At present, Alpha fetoprotein (AFP) is the most commonly used tumor marker in early HCC screening in populations at high risk however AFP levels may be normal in up to 40% of patients, particularly during the early stages (low sensitivity), Thus, the clinical value of AFP has been questioned due to its low sensitivity and specificity.
Thus, the diagnosis of HCC must rest on radiological appearances .
NO single diagnostic modality yields diagnostic accuracy consistently over 50% to 60% in detecting lesions less than 1 cm, a time when curative surgery is most likely. Therefore, screening with AFP, ultrasonography, duplex-doppler U/Sand judicious use of CT provide the best hope for early diagnosis .

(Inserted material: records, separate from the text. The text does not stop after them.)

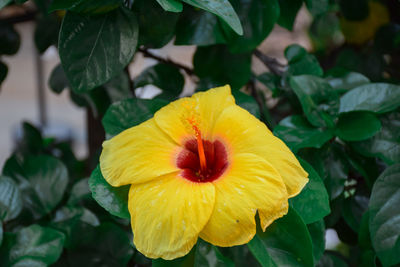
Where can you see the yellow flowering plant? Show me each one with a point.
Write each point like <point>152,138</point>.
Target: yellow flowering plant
<point>201,167</point>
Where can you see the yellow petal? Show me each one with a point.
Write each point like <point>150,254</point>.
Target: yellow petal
<point>246,134</point>
<point>205,107</point>
<point>137,155</point>
<point>249,185</point>
<point>167,215</point>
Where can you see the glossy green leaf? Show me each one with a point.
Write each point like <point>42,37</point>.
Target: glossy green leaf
<point>113,199</point>
<point>42,181</point>
<point>3,3</point>
<point>317,233</point>
<point>198,27</point>
<point>72,221</point>
<point>58,81</point>
<point>357,126</point>
<point>384,221</point>
<point>258,17</point>
<point>9,39</point>
<point>86,6</point>
<point>32,246</point>
<point>317,7</point>
<point>221,8</point>
<point>3,72</point>
<point>171,5</point>
<point>348,81</point>
<point>80,191</point>
<point>166,77</point>
<point>288,14</point>
<point>107,244</point>
<point>331,260</point>
<point>94,49</point>
<point>353,209</point>
<point>186,261</point>
<point>247,102</point>
<point>298,133</point>
<point>318,100</point>
<point>221,66</point>
<point>10,199</point>
<point>312,204</point>
<point>130,112</point>
<point>46,32</point>
<point>375,97</point>
<point>257,248</point>
<point>385,144</point>
<point>156,26</point>
<point>288,242</point>
<point>207,255</point>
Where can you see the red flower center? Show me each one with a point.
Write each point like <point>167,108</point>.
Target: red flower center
<point>190,160</point>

The great practical advantage of Duplex system is simultaneous display of blood flow spectrum and of the anatomy from which it derives duplex Doppler ultrasound has come to play a central role in the diagnosis of HCC.
Three-dimensional C.T images provide more precise diagnosis information and a realistic virtual image of a tumor's location in the liver. It was found that three-dimensional CT was 100% accurate in localizing tumors, whereas conventional C.T was 75% accurate.
The aim was to compare between duplex-Doppler U/S results and AFP & results of triphasic CT to evaluate the sensitivity & specificity of Doppler U/S in characterization of HCC.
100 patients with HCC were prospectively enrolled in this study In our study , Triphasic CT was done for 100 hepatic focal lesions ,79 HFL show the characteristic HCC features.
Duplex –doppler ultrasonography was done for 100 hepatic focal lesions, 2 malignant HFL showing no signals,while 18 benign HFL showing no flow.
55 malignant HFL showing arterial flow ,while 1 benign HFL only showing arterial flow . 10 malignant HFLshowing venous flow ,while 1 benign HFL showing venous flow. 10 malignant HFL showing arterio-venous flow ,while 1 benign HFL showing arterio-venous flow.There is arterio-portal shunting in 41 malignant HFL ,while no arterioportal shunting in benign HFL.
The mean peak systolic frequency shift for malignant HFL mean ± SD is 1.9 ,while for benign HFL is 0.6.
Best cutoff of the mean peak systolic frequency shift point which differentiate between HCC and benign focal lesion was 0.85 at which sensitivity and specificity were 82% & 71.4 respectively.
AFP Best cutoff point which differentiate between HCC and benign focal lesion was 112 at which sensitivity and specificity were 70% & 76.2 respectively.
Arterial flow signal of the HFL by duplex-doppler U/S: Sensitivity:70%&Specificity:95.2% inside flow signal of the HFL by duplex-doppler U/S: Sensitivity:83.5%&Specificity:95.2% Arterioportal shunting of the HFL: Sensitivity:52% &Specificity:100%.